With the recent approval of a bill that offers greater incentives for both filming and hiring local, the state of New Mexico’s film community is buzzing with excitement for incoming opportunities.
Djochoua Belovarski, a senior media arts major and UNM Film Association member, said now is an excellent time to be involved with Albuquerque’s filming community.
The most recent incentives of HB 379, known as the Break Bad Bill, have kept a lot of production companies in New Mexico and hiring local, he said.
“‘Making the move’ is a term common in the film community referring to moving to Hollywood to pursue a career in film,” Belovarski said. “But with so many projects operating in Albuquerque, I may be able to pursue a career here at home.”
Belovarski plans to have a career in directing feature films, he said. He is working on his senior project, a film entitled “Lyra.”
“‘Lyra’ is based on one of my first short films I created when I was in high school,” Belovarski said. “It’s about the dynamics and emotional stress of people leaving Earth never to return.”
His personal work has been successful in the past, and he believes a lot of his success is due to the support of the UNM Film Association and the local film community, he said.
“The UNM Film Association has been great in helping me organize my projects,” said Belovarski. “I’ve used them several times for casting calls, crew calls … if I need anything I go to them.”
His goal is to premiere his film at the John Cocteau Cinema House in Santa Fe, which is owned by “Game of Thrones” author George R.R. Martin, he said.
“It’s just a huge project, and we’re getting people from all departments involved,” said Belovarski. “We’re hoping that it opens a lot of doors.”

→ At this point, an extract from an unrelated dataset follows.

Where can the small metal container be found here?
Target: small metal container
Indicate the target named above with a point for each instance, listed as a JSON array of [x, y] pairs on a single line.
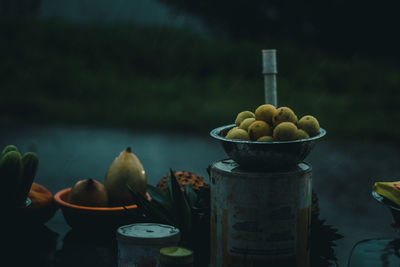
[[139, 244], [259, 218], [254, 155]]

Megan Pham, a senior media arts major and co-founder of the UNM Film Association, said she helped form the association two years ago as a source for students to connect to the local film community and also network with each other.
“Film is all about networking, it’s a team effort,” Pham said. “We’ve created a network with all different kinds of talents to help connect students to each other and update students to local opportunities in film.”
The UNM Film Association has close to 200 members, in addition to numerous non-members who lend their support for local producers, she said,
“The ultimate goal is to have professionals in the film industry visit as guest speakers and talk about their experiences working in the field,” Pham said. “We’re all about connecting people. If you don’t have connections in film, you’re not going to have a film.”
The UNM Film Association and the New Mexico Film Office are looking for student involvement in current and future projects.